Six

What would be a good name for a game played with six-sided hexagons (as if there were any other kind)? Just six-sided (I’m making a point here) hexagons? Not even a board? Where you try to be the first to make a shape out of…wait for it…six wooden black or red six-sided hexagons?

What about a strategic game where you take turns adding a hexagon of your black or red color to any other hexagon already on the table, or floor, or blanket? Until all your lovely, smoothly wooden hexagons are played, and then you can move them from hexagon-adjoining place to any other hexagon-adjoinable place? And you win if you can get six of your own in a row, or triangle or in a six-sided circle?

What do you think of “Six“?

Sheer coincidence that the publishers also chose to call it Six? I think not.

Even though you each have 19 hexagon-pieces. 19. Not the everso appropriately six-divisible 18 hexagon-pieces. You still get a, dare I say it, Major Fun experience, which, if Major Fun gave star-ratings, is clearly six-star-worthy.

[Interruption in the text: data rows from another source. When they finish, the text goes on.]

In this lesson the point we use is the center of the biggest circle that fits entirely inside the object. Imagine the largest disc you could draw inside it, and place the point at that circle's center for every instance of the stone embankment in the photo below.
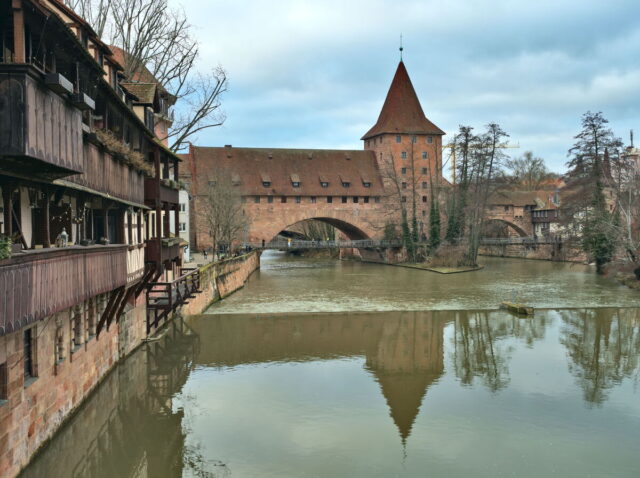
(66, 370)
(545, 252)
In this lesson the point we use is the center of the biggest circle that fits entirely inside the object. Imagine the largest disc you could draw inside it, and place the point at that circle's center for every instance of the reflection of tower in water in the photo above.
(408, 358)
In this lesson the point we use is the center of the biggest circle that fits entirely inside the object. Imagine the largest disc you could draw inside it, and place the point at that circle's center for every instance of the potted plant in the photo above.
(5, 247)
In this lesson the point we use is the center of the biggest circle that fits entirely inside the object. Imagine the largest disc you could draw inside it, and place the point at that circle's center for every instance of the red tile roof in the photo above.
(401, 112)
(281, 167)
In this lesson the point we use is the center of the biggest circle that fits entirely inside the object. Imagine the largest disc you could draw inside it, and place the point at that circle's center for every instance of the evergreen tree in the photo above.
(587, 177)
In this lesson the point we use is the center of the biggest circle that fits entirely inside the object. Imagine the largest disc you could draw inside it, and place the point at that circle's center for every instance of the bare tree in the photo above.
(529, 172)
(224, 213)
(160, 47)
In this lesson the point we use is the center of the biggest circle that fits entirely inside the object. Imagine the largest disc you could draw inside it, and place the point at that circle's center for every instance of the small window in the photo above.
(29, 353)
(4, 393)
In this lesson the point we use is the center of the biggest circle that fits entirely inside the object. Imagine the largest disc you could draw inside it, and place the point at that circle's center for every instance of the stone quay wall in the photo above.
(219, 279)
(545, 252)
(68, 366)
(64, 374)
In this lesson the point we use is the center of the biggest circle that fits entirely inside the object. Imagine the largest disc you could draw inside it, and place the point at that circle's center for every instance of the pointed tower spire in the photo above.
(401, 112)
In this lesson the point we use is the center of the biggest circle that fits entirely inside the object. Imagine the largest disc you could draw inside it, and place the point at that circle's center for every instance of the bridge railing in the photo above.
(298, 244)
(530, 240)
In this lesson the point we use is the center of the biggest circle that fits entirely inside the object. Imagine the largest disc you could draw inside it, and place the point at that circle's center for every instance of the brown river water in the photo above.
(321, 368)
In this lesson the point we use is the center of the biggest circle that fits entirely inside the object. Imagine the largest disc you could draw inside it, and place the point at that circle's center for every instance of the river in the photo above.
(338, 369)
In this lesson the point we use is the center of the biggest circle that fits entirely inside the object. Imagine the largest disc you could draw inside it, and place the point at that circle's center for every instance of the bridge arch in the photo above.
(351, 225)
(510, 225)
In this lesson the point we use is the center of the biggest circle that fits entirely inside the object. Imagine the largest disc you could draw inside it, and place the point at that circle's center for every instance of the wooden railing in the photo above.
(297, 244)
(38, 123)
(135, 263)
(37, 284)
(163, 298)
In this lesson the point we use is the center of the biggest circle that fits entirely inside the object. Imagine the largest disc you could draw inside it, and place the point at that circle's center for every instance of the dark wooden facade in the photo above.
(40, 132)
(40, 283)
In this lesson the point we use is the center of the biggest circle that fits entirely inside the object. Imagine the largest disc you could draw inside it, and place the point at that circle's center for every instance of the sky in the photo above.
(314, 74)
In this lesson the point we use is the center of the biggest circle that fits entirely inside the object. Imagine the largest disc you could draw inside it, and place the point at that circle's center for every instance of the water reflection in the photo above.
(367, 394)
(115, 433)
(603, 347)
(480, 350)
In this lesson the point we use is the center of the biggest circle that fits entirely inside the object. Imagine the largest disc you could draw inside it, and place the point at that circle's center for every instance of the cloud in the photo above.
(315, 74)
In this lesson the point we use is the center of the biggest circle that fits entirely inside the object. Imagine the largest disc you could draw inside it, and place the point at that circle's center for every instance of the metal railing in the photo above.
(298, 244)
(530, 240)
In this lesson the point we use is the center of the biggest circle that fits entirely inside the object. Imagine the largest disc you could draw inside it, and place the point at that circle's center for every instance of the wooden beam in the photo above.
(47, 219)
(116, 306)
(107, 311)
(19, 50)
(7, 200)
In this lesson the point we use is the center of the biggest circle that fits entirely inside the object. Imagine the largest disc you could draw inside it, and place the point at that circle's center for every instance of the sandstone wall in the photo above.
(219, 279)
(547, 252)
(36, 407)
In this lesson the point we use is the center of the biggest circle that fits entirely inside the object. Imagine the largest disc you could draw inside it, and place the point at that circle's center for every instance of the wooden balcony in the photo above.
(40, 131)
(154, 189)
(163, 298)
(163, 250)
(36, 284)
(105, 174)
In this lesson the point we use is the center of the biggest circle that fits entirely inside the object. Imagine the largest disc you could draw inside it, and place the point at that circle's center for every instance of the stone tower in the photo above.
(403, 132)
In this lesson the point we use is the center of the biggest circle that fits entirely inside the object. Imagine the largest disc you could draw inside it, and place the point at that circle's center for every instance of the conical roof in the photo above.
(401, 112)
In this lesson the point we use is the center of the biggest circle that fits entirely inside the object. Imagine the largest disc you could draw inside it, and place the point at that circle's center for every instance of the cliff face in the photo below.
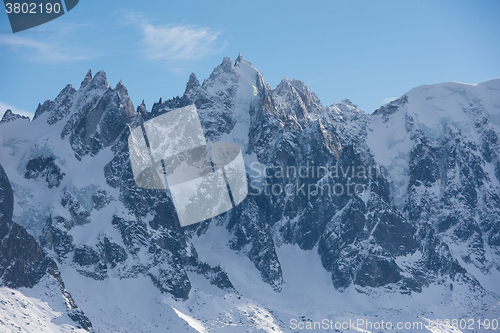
(398, 202)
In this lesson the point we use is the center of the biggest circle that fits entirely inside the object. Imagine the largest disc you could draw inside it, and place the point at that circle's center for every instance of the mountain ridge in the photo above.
(399, 235)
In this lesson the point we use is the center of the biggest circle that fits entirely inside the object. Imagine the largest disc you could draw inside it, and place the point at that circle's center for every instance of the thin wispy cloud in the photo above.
(177, 45)
(51, 47)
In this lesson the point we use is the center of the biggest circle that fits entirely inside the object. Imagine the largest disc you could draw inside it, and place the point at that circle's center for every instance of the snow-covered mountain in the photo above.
(392, 216)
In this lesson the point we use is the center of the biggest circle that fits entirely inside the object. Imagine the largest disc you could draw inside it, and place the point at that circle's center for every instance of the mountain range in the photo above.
(393, 215)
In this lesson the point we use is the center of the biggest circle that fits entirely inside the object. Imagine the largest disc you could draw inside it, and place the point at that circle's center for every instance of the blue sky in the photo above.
(367, 51)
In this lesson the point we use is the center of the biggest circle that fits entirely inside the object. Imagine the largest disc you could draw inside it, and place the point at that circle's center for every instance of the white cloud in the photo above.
(388, 99)
(48, 47)
(175, 44)
(4, 107)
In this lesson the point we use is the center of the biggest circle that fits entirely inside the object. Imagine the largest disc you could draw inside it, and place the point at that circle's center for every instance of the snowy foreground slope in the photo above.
(404, 229)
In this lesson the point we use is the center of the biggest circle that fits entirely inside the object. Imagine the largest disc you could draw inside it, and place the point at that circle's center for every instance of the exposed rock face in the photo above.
(22, 262)
(11, 116)
(397, 200)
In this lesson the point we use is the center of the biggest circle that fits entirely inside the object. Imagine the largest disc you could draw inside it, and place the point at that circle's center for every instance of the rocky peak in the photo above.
(192, 84)
(87, 79)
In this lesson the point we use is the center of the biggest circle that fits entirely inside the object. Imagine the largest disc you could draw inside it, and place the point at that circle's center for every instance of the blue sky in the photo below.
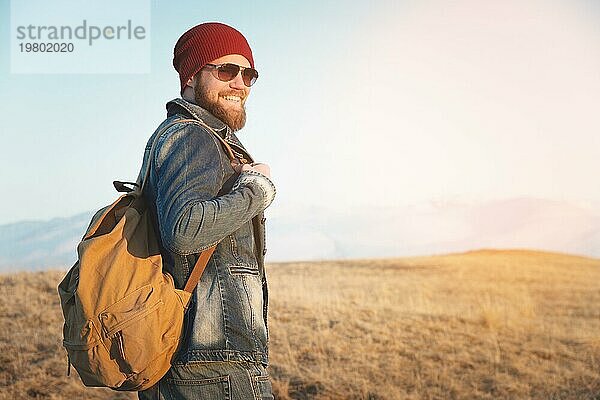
(357, 104)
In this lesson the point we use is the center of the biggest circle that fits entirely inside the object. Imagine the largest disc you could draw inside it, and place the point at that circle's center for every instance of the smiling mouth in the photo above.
(232, 99)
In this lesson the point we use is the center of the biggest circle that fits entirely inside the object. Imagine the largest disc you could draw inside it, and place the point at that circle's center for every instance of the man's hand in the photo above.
(257, 167)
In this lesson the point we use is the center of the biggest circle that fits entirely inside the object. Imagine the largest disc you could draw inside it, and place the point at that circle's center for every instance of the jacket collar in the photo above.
(181, 106)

And then there’s what one might think of as the “Advanced Major Fun” to be had by players of the advanced version, because, see, after you play for a while you discover how you change the entire mass of hexagons into two, and you begin to wonder, almost without reading the advanced rules, what doing so might do to your opponent, like, for example, put the entire smaller cluster (wherein a substantial majority of your opponent’s pieces happen to reside) out of play for the rest of the game.

Steffen Mühlhäuser’s game of hexagons is newly made available in the U.S. through FoxMind, and still published in Europe by Steffen-Spiele. Most games can be played in from six to 36 minutes. Easy to learn for those of checker-playing persuasion. Easy to carry around, rules and all, in a conveniently included drawstring bag or its lovely six-sided box.